When energy industry executives, private equity financiers, labor union leaders and environmentalists all suddenly come together to tackle global warming, something must be in the air. That something includes the realization that Americans are demanding action on climate change, but it also has a lot to do with money.
Three major energy trade associations announced this week that they will join the AFL-CIO in backing modest mandatory federal curbs on carbon dioxide and other emissions that cause climate change. They did so because the energy groups are worried that more stringent green regulations may be imposed on them by Congress. The AFL-CIO is worried that more jobs might migrate abroad.
This unlikely agreement follows in the wake of the largest proposed leverage buyout in history, the $45 billion purchase of energy giant TXU Corp. by a collection of private equity investors led by Texas Pacific Group and Kohlberg Kravis Roberts—in a deal that includes support from two key environmental groups because of the buyers’ commitment to reduce the number of coal-fired power stations built, increase energy efficiency, and decrease emissions overall.
The money angle here is that TXU is very profitable and has a strong position in an important energy market, Texas, ensuring steady cash flow to service the debt the private equity firms will use to pay for the purchase. The buyers are concerned about the future financial risk of carbon dioxide emissions and can afford to be “green,” which in turn allows environmentalists to offer their stamp of approval on a deal that will indeed cut carbon emissions.
The challenge is, consumers in both cases could end up paying more for each kilowatt as these green solutions are introduced, both by newly-owned TXU and by Congress if they act on the recommendations of three energy associations and the AFL-CIO. The answer to this dilemma is a capitalists’ dream—the marketplace.
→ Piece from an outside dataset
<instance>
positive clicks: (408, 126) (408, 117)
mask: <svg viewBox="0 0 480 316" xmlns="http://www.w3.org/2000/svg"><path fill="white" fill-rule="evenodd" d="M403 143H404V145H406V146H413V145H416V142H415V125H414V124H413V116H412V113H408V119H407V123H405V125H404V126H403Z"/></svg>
The Center for American Progress has released several reports in the past year calling for the reduction of carbon emissions with a national cap-and trade program similar to those currently under consideration in the Senate.
Cap-and-trade is an approach that businesses, labor, and environmentalists can agree on. Cap-and-trade, an approach already used to combat acid rain here at home and by nations that are part of the Kyoto Protocol, provides economic incentives for reducing emissions that over the long term can help reduce the cost of energy to consumers as the nation shifts to cleaner sources of energy.
Under a cap-and-trade system, the government sets a cap on the amount of pollutants that companies or other groups can emit, and gives corporations credits for that amount. Companies whose emissions exceed their allotment must buy—or “trade”—credits form other companies in order to cover their pollution. Raised pollution standards will initially raise production costs, which will subsequently raise costs for consumers.
Yet cap-and-trade programs will allow companies to more efficiently “go green” via a vibrant and liquid marketplace for carbon credits. More efficient businesses can sell their credits to offset costs. Less efficient businesses can trade for those credits. As the market in these credits becomes more and more vibrant the market becomes more and more efficient at pricing these credits. More efficient markets mean less costs will be shifted to consumers and a more competitive U.S. market. As former Federal Reserve Board Chairman Paul Volcker recently warned, “you can be sure that the economy will go down the drain in the next 30 years” if the United States does not control greenhouse gas emissions.
The AFL-CIO and the energy trade associations are right to be concerned about the cost of new emissions standards on consumers and workers. By advocating for more moderate change they think that they can keep consumer costs low and more jobs at home. That’s what Sens. Bingaman (D-NM) and Specter (R-PA) have also proposed—a moderate bill that would only raise initial consumer costs by about 3.5 percent.
But now is not the time for modest change. Sens. McCain (R-AZ) and Lieberman (I-CT) have proposed a more aggressive bill that could initially raise electricity costs by an estimated 35 percent to fight global warming much more aggressively. And Sens. Kerry (D-MA) and Snowe (R-ME) and Sen. Sanders (D-VT) have introduced two other pieces of legislation that call for even deeper cuts in carbon dioxide emissions. And with good reason. The Earth’s temperature has already increased 1.5°F degrees over the last century, leading to rising sea levels, a decrease in snow coverage, the retreat of glaciers and sea ice, and an increase of droughts.
Scientists also predict that without intervention, Earth will near a two degree Fahrenheit global temperature increase within the next 25 years, leading to decreased crop yields, water shortages, and diminished economic growth in developing countries. Acting quickly on a number of policymaking fronts is critical to the safety of our planet.
The swift implementation of an aggressive cap-and-trade program is critical to this effort. Reversing the effects of global warming can be implemented in a way that will minimize long-term consumer costs by employing tried-and-true market mechanisms. We must all work together to keep the earth’s temperature from rising more than 3.6°F. Why not include Wall Street?